Dogs lay around most of the day, chickens do not. They are constantly busy and usually stick rather close to one another. If one is listless and by herself, she is sick.
I keep chickens. I’m pretty new at it. We have six hens. On Sunday evening, Ben noticed that one of the youngest hens was acting funny. Andre (a Jersey Giant) was not herself. I glanced in her direction, thinking maybe the first of warm days of the year had her a bit tired out.
Last night, when we got home from work, I went to let all the girls out into the yard and found Andre hunkered down in the coop.
I scooped her up and checked her vent (the all purpose chicken exit). It looked fine. I looked for injuries. I didn’t find any, but she didn’t seem as supple as my other birds and her feathers looked a bit ratty.
She was uninterested in grain. I shooed her into the yard and she just found another place to hunker down. Her best friend, an Australorp named Henny Penny, circled nervously around her.
Andre is my husband’s chicken. Ben was not crazy about getting chickens, but after we got the first four, he came around and decided he wanted a Jersey Giant (the biggest chicken you can get). She was his birthday present. He named her Andre. I do not want anything to happen to this chicken.
Ben and I briefly discuss the possibility of taking her to the vet. The regular vet may be an option, an emergency after-hours vet is not.

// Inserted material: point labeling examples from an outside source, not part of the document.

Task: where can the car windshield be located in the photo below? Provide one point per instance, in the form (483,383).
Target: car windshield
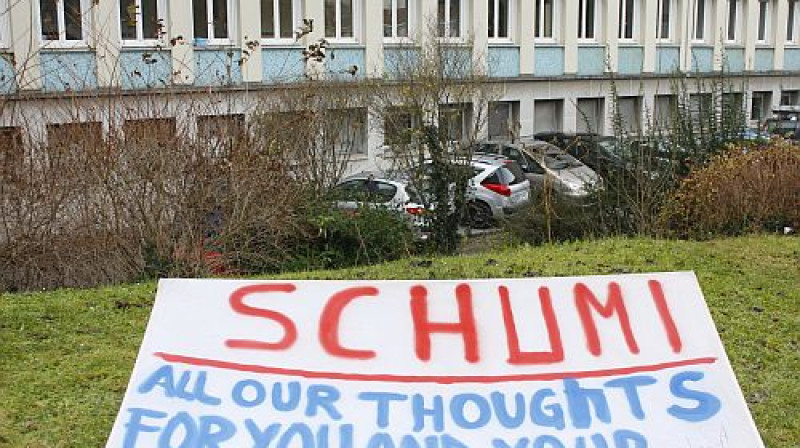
(557,160)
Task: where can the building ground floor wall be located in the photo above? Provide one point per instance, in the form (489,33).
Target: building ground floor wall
(521,107)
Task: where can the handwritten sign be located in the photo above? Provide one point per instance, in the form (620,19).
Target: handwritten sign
(629,361)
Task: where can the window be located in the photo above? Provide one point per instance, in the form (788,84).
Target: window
(396,18)
(150,130)
(279,18)
(630,112)
(587,19)
(399,125)
(761,105)
(141,20)
(66,142)
(792,24)
(453,122)
(63,20)
(211,19)
(5,37)
(590,115)
(732,23)
(547,115)
(700,20)
(12,153)
(763,21)
(499,13)
(340,19)
(664,109)
(348,131)
(790,97)
(221,133)
(449,18)
(545,17)
(503,120)
(628,25)
(665,15)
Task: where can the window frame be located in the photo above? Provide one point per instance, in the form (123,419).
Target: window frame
(297,17)
(736,22)
(622,25)
(140,40)
(5,22)
(596,14)
(356,13)
(494,10)
(706,20)
(62,41)
(671,16)
(215,41)
(764,12)
(540,21)
(462,25)
(792,23)
(412,11)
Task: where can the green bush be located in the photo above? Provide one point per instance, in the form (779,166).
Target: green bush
(744,190)
(327,238)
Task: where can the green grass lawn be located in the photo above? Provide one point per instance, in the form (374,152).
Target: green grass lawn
(65,356)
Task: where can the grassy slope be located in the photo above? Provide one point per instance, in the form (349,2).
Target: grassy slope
(65,356)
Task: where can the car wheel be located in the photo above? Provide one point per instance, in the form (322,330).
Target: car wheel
(479,215)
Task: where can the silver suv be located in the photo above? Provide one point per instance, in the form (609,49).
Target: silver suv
(497,187)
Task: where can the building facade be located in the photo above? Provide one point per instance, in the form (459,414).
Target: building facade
(554,60)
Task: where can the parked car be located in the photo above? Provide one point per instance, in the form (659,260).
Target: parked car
(368,189)
(600,153)
(546,165)
(497,188)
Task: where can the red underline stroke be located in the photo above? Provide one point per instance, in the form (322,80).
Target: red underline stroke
(390,378)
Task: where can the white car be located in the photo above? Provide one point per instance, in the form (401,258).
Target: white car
(547,166)
(374,189)
(496,188)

After dinner I check on her again. She is hiding under Nora’s raised sandbox. Henny Penny is still with her. I squat down for another inspection. She closes her eyes. It seems she could stop breathing at any moment. Henny Penny walks up to me and looks me straight in the eye. Her brown eyes stare into mine for a good five seconds. It is one of those moments of inter-species connection you may have had with a dog. I just had it with a chicken. I am now obligated to do everything I can to save Henny Penny’s friend and protector.
I return to the house and search the internet. Nora, sensing tension, is at her toddler worst. She is jumping on the bed, climbing on us, yelling. Trying to step in the keyboard. I am irritated and get a bit snappy.
Ben, in a stroke of absolutely beautiful parenting, gently pulls Nora close and explains that Andre is sick and we are trying to find out how to help her. We are not mad at Nora, but we are worried about Andre, so we need her to use her gentlest touches and be as calm as she can while we figure out what to do.
I keep seeing mentions to check the chicken’s “crop.” I do not know what a “crop” is, which frustrates me, as I feel like I researched chickens rather thoroughly. I finally piece it together. The crop sack located at the front of the chest and is used in digestion. If the chicken eats a bunch of grass, or (god forbid) string, it can clump and impact the crop, preventing nutrients from being absorbed and actually starving the chicken. It can take awhile for the chicken to show signs of illness.
Back outside, I feel the around on Andre’s chest and find her crop feels like a wad of silly putty. I grab Henny Penny, her crop is undetectable. I run to the coop, where Ben has put the older hens, to keep them from bullying the sick chicken. All their chests are smooth.
Following instructions from the internet, Ben takes Nora downstairs to get a plastic tube, while I mix a solution of plain yogurt and olive oil. I scoop up Andre, flip her over, force open her beak, put the tube in her mouth and pour the mixture down her gullet. Righting her, I wait a few minutes. Then I begin to gently knead the ball of goo stuck in her crop. At intervals, I grab her feet and turn her upside down, hoping she will vomit some of the contents of her crop. Very little comes back out. I wait awhile, still holding her. I find I am rocking her like a baby. Nora and Ben sit on the patio. Nora is calm, asking questions. We explain there is some grass and junk stuck in Andre’s throat and we need to help her get it out. Nora comes over and I place her hand on the swollen crop so she can feel the mass.
Ben constructs a holding pen in the coop, to keep Andre safe and separated. He hangs the chick light, to keep her warm, as she’s been shaking a bit. We give her fresh water and a small amount of food. We tuck everyone in for the night.
This morning, Henny Penny was roosting on the electrical cord of the chick light, keeping vigil. Andre was laying quietly in her pen. The mass is a bit smaller, but still substantial. I gave her another treatment and will speak with the vet today. I am hopeful.